A relationship where your partner does the most puts in the effort and you always refuse to provide help to the same extent is imbalanced and unfulfilling. Helping each other is an easy way to have the best relationship

Create time

You both have to work on how to create time for each other always. If you do it always, clearing your schedule without your partner reciprocating, gets draining and you might give up.

Even though we live in a generation with a stereotype about relationships where the man has to do the giving while the lady does more of the receiving. If you want your relationship to work, then you care for him as much as he does for you. Emma Goldman said, “If love does not know how to give and take without restrictions, it is not love, but a transaction that never fails to lay stress on a plus and a minus.”
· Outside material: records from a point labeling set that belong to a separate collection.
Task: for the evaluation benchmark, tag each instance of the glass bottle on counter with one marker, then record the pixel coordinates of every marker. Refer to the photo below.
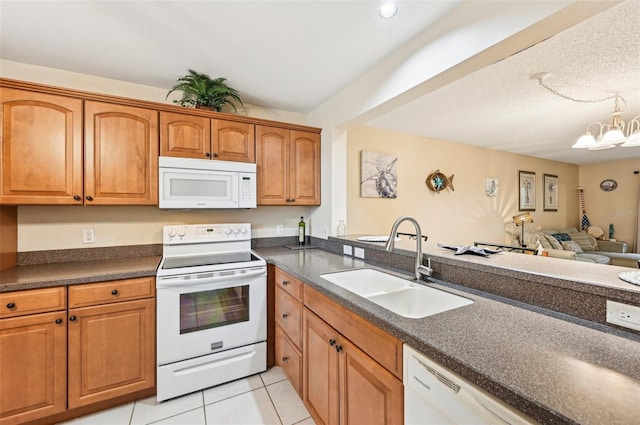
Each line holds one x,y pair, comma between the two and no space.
342,229
301,231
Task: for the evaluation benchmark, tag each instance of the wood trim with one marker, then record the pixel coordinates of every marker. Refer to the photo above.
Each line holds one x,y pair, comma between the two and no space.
379,345
25,85
8,236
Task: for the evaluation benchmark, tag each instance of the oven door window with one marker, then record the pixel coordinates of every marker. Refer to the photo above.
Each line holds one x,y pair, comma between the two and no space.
213,308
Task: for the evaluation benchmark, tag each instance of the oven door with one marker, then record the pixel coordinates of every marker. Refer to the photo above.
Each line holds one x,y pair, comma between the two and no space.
210,312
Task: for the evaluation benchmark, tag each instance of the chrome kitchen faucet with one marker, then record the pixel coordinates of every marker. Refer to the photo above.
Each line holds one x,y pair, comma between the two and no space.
420,270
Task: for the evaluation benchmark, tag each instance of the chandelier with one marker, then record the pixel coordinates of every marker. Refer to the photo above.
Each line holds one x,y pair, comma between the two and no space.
605,135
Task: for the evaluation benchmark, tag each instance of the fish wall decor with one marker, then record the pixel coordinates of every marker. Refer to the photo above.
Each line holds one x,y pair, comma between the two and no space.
437,181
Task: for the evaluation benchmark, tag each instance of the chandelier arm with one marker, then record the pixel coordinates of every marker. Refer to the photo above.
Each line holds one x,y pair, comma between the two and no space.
557,93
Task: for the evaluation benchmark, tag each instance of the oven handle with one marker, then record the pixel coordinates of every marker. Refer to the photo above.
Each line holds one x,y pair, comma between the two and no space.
167,282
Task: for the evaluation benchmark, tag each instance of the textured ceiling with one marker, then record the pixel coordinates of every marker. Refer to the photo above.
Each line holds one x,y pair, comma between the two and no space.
299,55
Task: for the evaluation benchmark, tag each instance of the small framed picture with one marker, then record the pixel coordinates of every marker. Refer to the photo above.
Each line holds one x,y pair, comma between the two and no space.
550,192
527,190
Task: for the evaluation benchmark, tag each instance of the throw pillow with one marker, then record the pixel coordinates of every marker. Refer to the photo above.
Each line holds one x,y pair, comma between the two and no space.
562,237
586,242
572,246
555,244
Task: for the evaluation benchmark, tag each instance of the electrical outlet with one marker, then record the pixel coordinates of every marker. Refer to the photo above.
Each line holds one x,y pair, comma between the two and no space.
623,315
88,236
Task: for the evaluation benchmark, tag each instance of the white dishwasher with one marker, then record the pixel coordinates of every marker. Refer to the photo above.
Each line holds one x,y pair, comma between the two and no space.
433,395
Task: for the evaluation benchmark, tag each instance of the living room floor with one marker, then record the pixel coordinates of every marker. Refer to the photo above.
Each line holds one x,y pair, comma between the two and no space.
266,398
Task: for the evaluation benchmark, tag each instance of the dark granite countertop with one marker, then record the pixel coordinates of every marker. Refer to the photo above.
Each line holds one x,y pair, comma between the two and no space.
76,272
553,367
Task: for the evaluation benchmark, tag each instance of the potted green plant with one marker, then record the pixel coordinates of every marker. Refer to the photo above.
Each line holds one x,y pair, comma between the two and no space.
201,91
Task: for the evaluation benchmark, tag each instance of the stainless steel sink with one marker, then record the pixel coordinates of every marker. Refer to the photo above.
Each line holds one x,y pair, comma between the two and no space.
401,296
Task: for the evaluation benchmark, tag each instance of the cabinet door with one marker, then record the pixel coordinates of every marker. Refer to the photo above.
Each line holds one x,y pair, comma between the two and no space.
369,394
121,155
185,136
111,351
41,149
272,159
233,141
33,367
305,168
320,364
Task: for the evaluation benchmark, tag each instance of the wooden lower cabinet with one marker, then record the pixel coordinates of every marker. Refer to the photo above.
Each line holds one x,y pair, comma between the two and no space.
111,351
342,384
33,367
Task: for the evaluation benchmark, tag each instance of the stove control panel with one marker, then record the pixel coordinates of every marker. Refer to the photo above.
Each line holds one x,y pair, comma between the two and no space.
197,233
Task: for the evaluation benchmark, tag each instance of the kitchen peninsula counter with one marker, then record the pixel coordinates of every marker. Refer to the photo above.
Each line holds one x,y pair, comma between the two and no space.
554,367
76,272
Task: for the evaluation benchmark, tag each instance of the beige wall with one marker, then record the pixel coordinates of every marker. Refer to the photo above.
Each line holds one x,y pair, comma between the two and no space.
618,207
453,217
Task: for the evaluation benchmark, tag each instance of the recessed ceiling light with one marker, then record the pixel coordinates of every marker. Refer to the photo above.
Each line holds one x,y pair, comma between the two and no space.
388,10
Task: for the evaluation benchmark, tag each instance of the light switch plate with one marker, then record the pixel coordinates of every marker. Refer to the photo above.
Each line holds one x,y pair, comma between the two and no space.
623,315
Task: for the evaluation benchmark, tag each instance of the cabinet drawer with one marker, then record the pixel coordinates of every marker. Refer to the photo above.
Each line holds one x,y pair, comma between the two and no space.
290,284
289,359
382,347
289,316
112,291
19,303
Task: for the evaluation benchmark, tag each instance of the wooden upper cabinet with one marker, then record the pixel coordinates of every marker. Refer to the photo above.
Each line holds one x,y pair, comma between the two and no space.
190,136
233,141
288,166
121,155
41,137
305,168
186,136
272,159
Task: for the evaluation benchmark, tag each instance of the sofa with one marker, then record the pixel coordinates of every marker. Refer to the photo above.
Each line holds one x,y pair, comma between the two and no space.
572,244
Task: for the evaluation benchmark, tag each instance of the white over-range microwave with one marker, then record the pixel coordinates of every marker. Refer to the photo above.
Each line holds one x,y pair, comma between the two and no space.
186,183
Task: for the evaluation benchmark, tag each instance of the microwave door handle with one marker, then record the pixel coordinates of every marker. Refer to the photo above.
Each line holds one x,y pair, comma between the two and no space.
177,281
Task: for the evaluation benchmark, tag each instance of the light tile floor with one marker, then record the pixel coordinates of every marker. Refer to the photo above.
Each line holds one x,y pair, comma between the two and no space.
263,399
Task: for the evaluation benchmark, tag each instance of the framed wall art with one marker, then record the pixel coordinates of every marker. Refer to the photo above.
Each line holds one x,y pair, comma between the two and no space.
527,190
378,175
550,183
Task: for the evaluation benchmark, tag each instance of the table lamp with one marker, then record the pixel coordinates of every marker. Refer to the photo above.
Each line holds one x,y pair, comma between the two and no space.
520,220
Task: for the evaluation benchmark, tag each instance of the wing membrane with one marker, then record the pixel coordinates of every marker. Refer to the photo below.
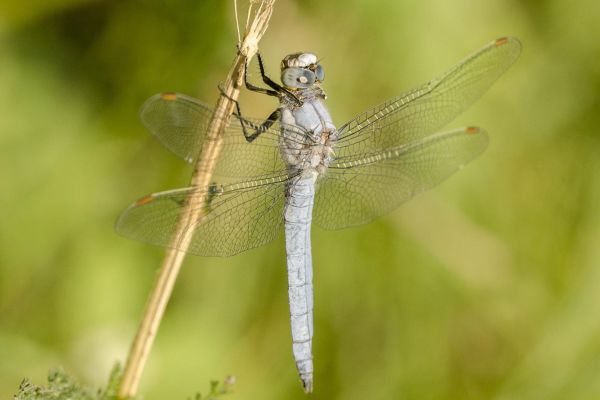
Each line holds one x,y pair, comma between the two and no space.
180,122
372,186
237,217
422,111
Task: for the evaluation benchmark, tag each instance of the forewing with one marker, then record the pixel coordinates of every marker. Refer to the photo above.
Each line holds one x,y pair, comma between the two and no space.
181,122
365,188
178,121
237,217
420,112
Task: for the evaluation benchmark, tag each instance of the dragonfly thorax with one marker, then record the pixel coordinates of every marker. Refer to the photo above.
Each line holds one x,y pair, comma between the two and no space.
301,71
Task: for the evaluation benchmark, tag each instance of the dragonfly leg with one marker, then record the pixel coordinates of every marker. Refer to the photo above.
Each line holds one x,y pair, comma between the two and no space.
275,92
276,89
258,129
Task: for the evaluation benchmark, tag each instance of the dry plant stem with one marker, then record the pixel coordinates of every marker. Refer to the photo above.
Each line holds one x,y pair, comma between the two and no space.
191,213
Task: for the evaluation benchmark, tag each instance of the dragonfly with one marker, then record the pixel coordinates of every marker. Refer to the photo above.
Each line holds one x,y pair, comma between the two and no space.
296,167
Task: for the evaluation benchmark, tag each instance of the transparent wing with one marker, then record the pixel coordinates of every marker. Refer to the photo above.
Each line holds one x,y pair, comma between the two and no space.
180,122
413,115
237,217
360,190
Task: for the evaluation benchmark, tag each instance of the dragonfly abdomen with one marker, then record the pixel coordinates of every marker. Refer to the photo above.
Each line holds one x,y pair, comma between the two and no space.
298,216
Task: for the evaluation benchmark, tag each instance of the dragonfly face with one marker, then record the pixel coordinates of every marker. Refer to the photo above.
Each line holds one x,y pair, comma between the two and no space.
301,71
273,177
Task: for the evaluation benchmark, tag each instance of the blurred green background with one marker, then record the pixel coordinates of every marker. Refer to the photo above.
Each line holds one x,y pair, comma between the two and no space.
487,287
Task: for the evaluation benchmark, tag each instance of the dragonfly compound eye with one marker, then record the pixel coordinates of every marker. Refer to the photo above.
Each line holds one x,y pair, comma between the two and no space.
298,77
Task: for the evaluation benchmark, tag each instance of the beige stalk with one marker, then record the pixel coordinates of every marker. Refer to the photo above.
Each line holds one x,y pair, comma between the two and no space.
191,214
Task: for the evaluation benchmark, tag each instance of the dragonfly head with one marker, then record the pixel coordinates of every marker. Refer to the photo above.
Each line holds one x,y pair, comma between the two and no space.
301,71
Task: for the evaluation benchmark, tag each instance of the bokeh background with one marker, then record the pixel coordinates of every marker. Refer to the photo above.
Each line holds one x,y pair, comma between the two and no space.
487,287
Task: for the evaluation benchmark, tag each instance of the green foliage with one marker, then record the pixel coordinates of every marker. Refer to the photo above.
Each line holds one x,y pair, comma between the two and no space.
484,288
61,386
217,389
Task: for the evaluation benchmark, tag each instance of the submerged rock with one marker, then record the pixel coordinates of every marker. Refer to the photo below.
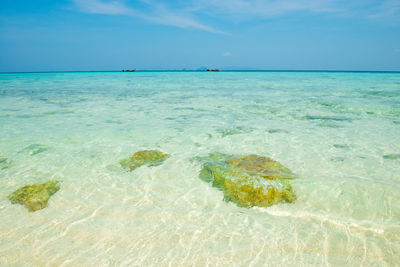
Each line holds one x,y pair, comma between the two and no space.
250,180
35,196
392,156
35,149
145,157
You should know that the act of giving as much as receiving deepens and increases trust in relationships. I know there is no rule to how relationships work; however, this is an important attribute you have to apply in your relationship.

Take for example:

“A female friend of mine got into this relationship over a year ago, and she always has been on the giving part. I mean little and big things ranging from money, gifts, attention, constant checking up and all. She felt it was a normal thing until she could take it no more. Got to a point their days were constantly filled with complaints. She’s not tired of giving, but she wants it reciprocated yet her partner never did, which led to the end of the relationship”.

“I have another friend who gets as much as she gives out in her relationship”.

Without saying much, you’d know which you want between both and which would last.

Something I discovered is you cannot blame those who do not know how to give, they probably grew up where they were not taught how to give. Also, some grew up where they never received.

However, it can be taught and learned. Although it might be difficult in the beginning or make you feel awkward. But if you want improvement not only in your relationship but also in your life, doing these things would help.

Remember this always, “Relationships can only survive on give and take if they’re going to work in the long term.”